Ctenus captiosus

Scientific classification
- Kingdom: Animalia
- Phylum: Arthropoda
- Subphylum: Chelicerata
- Class: Arachnida
- Order: Araneae
- Infraorder: Araneomorphae
- Family: Ctenidae
- Genus: Ctenus
- Species: C. captiosus
- Binomial name: Ctenus captiosus Gertsch, 1935

= Ctenus captiosus =

- Genus: Ctenus
- Species: captiosus
- Authority: Gertsch, 1935

Species of spider

Ctenus captiosus, known generally as the Florida false wolf spider or tropical wolf spider, is a species of wandering spider in the family Ctenidae. It is found in the United States, and is one of two species of Ctenidae occurring in Florida. Little is known about the biology of this species.

==Description==
The body length (excluding legs) of a male is 10-14 mm, and for females 10-15 mm. The leg span may be as long as 75 mm.
The abdomen is a yellow-gray except for a pale median band consisting of a series of connected triangles edged by brown. The dorsal surface of the legs are dark like the carapace, but the underside of the legs and sternum are much paler, almost yellow.
They prefer mesic habitats, and are most commonly seen in the springtime, presumably as they are searching for mates as the weather warms. Generally, C. captiosus can be found in both oak and pine trees, leaf litter, and caves.

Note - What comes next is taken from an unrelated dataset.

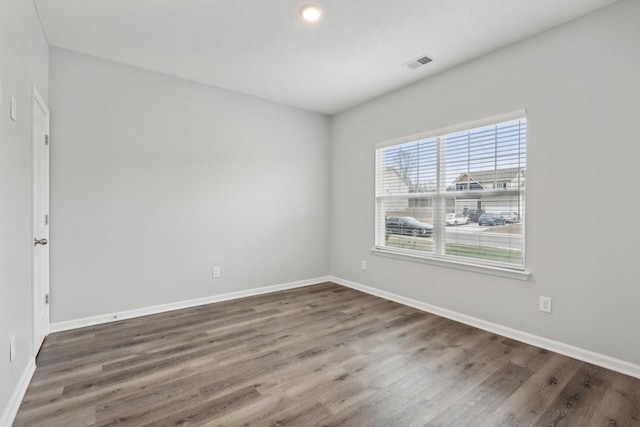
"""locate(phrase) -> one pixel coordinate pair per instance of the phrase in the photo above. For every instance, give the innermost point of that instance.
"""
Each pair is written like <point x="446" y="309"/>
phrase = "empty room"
<point x="331" y="213"/>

Ctenus captiosus has also appeared in large numbers in
summer in pond pine and sand pine scrub, and in the fall in flatwoods.

==Toxicology==
A study conducted by researchers at Lewis & Clark College on a single female C. captiosus found that it carried a total venom protein of 604.25.
It has been reported that a bite from this species is described as a needle-like puncture with subsequent swelling about the site, nausea, dizziness, and flulike symptoms that persist for several days.
Another case implicated a cause of a necrotic bite, although evidence was circumstantial and an assay of the venom did not find Sphingomyelin phosphodiesterase D.

While there have been reports of bites being harmful to humans, there is no substantial research or evidence that supports this.